Mistral-Nemo-Instruct-2407: A specialized version of the Mistral model trained on a massive dataset for improved code generation and technical language understanding. This model is particularly useful for tasks involving code-related data or highly technical language.
Mixtral-8x7B-Instruct-v0.1: A powerful model combining eight smaller 7 billion parameter models for enhanced performance and capabilities. This model showcases advancements in mixture-of-experts architecture, demonstrating strong performance in various natural language processing tasks.
To get started with Direct Access LLM, simply navigate to the Datasaur LLM Labs platform and create a new Sandbox.
Once the Sandbox is created, you just have to choose your desired provider by clicking the models button.
You can configure your application with your desired settings. Several parameters that you can adjust based on your needs are:
Temperature: This parameter controls the randomness of the generated text. A higher temperature will result in more diverse and creative responses, while a lower temperature will produce more focused and predictable responses.
Top P: This parameter, also known as nucleus sampling, controls the cumulative probability threshold for token selection. A higher Top P value will result in more focused and relevant responses, while a lower Top P value will allow for more diverse and unexpected responses.
Maximum output tokens: This parameter sets the maximum number of tokens that will be generated in the response. A higher maximum length will allow for longer and more detailed responses, while a lower maximum length will result in shorter and more concise responses.
Maximum knowledge base tokens: This parameter, defines the upper limit on the number of tokens that can be stored in the knowledge base.

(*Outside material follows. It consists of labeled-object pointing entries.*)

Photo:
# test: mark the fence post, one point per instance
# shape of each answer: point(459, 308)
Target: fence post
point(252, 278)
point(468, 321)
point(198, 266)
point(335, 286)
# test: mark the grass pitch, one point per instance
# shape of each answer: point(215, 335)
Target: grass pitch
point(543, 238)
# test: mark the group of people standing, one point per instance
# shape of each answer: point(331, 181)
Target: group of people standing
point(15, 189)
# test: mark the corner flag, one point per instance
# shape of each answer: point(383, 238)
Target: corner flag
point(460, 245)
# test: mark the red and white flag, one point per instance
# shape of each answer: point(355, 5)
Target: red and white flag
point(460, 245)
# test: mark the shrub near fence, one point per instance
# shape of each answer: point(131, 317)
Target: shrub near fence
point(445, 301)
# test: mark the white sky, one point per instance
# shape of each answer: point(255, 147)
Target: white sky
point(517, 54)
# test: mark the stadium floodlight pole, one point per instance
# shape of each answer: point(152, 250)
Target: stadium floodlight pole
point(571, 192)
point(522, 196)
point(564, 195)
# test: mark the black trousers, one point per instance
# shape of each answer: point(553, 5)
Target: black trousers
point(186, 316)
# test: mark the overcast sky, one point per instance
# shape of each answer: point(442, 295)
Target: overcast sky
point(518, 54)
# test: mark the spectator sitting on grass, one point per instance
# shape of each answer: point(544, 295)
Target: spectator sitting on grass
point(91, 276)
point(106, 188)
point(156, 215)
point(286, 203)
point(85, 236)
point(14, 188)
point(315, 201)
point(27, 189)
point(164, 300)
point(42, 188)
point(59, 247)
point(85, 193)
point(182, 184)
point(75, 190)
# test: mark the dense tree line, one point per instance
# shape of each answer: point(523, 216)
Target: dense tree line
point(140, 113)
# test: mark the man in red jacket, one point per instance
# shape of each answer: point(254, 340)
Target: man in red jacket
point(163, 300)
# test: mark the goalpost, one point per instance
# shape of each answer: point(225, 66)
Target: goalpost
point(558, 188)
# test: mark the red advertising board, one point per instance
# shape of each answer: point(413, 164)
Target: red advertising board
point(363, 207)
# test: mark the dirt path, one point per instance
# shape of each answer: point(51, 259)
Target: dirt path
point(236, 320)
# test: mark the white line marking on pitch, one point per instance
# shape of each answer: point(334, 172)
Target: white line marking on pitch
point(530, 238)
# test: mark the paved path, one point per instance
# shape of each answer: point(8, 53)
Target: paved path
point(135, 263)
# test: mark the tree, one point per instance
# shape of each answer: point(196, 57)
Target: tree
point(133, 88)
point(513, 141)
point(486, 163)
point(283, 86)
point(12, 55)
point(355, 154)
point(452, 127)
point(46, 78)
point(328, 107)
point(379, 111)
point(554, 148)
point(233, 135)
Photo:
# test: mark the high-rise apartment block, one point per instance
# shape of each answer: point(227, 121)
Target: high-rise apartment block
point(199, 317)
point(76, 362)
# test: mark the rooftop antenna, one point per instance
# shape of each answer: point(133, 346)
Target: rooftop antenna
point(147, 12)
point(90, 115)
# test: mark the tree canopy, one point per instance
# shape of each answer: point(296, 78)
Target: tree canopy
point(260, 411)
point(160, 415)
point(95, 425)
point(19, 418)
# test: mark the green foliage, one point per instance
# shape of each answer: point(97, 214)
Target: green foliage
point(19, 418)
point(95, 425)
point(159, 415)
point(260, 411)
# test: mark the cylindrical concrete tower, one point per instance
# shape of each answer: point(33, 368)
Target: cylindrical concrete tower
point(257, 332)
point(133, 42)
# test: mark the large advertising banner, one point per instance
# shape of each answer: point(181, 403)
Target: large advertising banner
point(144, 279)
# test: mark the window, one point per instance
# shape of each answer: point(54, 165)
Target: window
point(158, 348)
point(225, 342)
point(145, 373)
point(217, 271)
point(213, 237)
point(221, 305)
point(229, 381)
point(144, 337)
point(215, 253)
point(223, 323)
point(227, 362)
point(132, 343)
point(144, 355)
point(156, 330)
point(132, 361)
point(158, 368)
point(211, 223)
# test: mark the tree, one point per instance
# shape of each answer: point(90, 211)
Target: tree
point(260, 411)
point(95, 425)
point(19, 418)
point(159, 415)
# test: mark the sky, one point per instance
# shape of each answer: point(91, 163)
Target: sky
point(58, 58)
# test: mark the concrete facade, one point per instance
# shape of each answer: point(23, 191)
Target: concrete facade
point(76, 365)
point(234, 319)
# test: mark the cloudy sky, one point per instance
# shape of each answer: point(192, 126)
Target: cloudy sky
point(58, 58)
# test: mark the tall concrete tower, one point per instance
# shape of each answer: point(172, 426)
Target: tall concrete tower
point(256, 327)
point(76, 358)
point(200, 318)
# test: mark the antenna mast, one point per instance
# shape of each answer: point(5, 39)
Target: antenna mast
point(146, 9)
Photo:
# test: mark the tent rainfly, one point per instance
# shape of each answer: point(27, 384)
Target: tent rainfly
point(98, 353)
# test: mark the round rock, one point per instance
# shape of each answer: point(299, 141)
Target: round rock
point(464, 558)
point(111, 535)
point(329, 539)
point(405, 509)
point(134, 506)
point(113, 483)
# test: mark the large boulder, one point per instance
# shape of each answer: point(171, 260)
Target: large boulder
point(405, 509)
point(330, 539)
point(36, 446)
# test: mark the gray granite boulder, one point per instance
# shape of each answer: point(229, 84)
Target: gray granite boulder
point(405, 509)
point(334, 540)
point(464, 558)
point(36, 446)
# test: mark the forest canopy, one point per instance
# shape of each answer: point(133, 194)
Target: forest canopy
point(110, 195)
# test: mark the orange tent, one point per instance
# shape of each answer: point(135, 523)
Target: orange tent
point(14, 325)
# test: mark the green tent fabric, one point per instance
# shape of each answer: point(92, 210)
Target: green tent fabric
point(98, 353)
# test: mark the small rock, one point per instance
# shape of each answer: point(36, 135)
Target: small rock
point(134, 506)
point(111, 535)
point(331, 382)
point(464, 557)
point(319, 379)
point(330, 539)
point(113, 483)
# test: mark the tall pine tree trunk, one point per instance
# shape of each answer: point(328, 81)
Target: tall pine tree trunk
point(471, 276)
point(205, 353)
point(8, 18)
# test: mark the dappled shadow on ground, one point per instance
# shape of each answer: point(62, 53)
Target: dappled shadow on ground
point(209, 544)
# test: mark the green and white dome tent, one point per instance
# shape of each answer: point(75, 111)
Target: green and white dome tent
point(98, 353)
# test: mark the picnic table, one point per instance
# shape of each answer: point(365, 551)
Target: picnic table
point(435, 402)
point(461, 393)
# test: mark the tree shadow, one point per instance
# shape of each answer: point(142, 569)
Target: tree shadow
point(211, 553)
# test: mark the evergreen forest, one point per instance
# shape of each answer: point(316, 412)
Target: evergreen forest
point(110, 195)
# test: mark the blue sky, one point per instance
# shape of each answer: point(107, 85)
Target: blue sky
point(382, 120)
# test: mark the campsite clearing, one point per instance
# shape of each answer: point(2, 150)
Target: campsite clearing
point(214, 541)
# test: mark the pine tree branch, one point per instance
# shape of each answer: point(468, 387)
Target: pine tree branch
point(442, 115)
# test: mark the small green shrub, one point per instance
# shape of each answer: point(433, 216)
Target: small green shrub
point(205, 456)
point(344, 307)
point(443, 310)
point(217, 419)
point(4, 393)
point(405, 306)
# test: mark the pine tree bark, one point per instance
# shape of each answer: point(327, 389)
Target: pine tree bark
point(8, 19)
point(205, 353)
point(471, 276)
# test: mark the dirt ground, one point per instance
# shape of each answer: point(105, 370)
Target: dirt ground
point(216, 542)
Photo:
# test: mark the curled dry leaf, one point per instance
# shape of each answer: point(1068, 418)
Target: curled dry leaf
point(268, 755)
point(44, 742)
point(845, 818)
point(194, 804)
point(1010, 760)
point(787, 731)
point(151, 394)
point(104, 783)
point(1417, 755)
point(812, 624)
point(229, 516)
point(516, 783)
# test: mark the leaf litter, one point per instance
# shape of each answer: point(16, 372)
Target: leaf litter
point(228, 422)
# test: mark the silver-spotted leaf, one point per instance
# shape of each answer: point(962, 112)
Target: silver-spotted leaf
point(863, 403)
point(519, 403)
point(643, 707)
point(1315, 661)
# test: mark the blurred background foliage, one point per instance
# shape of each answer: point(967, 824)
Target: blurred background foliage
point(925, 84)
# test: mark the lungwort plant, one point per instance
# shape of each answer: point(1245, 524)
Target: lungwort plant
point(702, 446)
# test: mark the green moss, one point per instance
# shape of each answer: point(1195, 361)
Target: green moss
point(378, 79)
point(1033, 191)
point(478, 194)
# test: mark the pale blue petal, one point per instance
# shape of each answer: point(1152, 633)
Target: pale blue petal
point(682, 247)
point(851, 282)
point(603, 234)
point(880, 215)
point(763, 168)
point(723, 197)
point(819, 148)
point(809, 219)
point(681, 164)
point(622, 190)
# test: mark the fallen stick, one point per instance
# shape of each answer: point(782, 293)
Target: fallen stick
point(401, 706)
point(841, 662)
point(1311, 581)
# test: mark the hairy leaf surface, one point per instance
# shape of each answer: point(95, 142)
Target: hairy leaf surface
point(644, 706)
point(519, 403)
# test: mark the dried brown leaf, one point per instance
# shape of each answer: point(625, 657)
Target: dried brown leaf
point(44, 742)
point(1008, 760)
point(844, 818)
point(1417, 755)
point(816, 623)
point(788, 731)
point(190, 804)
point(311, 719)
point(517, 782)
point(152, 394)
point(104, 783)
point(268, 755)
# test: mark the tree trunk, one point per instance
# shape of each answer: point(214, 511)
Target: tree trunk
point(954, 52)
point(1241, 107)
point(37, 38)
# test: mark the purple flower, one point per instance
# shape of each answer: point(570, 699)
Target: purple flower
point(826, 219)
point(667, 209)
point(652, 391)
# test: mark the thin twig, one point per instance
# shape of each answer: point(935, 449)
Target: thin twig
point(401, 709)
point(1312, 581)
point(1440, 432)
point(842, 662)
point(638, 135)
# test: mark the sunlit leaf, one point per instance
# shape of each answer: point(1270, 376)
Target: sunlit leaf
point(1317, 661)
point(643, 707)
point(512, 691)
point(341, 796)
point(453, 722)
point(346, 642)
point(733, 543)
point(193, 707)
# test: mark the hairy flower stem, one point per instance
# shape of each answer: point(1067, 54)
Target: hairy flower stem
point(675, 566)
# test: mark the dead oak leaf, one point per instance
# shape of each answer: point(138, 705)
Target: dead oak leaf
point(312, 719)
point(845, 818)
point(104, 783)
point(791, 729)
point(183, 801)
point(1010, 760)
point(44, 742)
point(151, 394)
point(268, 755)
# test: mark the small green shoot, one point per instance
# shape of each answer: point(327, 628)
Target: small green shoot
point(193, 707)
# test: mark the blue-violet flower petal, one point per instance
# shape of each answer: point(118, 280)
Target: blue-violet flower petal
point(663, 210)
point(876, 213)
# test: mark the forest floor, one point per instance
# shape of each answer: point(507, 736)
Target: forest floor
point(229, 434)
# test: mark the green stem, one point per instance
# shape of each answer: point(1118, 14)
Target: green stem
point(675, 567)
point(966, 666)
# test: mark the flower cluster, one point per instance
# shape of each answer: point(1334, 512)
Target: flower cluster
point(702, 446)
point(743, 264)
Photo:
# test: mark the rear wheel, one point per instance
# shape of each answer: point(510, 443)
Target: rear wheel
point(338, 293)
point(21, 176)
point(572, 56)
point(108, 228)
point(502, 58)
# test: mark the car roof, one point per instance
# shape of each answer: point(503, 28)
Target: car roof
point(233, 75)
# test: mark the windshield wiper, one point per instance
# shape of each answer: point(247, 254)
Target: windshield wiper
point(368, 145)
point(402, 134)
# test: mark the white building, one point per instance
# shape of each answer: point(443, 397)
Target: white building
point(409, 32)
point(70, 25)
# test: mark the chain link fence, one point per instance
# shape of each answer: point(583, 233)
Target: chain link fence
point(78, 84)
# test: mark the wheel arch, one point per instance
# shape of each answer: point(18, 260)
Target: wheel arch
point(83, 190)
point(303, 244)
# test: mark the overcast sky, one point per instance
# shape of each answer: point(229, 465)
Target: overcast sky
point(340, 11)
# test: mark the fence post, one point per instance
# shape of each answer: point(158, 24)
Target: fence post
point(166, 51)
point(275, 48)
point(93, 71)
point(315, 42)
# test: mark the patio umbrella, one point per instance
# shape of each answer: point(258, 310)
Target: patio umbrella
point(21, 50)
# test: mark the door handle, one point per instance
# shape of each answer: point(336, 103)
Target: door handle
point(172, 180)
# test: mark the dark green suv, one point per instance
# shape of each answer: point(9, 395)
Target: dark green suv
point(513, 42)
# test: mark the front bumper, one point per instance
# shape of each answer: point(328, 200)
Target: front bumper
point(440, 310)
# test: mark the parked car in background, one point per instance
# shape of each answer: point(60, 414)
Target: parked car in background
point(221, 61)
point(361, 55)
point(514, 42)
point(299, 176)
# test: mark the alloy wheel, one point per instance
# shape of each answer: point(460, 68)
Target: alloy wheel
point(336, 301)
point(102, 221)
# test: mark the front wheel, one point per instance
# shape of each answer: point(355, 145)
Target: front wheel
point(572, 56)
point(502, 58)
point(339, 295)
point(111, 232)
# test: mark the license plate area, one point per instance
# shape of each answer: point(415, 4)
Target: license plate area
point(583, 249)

This is crucial for maintaining efficient storage and retrieval times. It ensures that the knowledge base doesn't become overloaded with data, which can slow down queries and decrease performance.
Similarity score: This parameter controls how closely the generated text matches the original prompt in terms of content and style. A higher similarity score will result in responses that more closely align with the prompt, while a lower similarity score will allow for more divergent responses.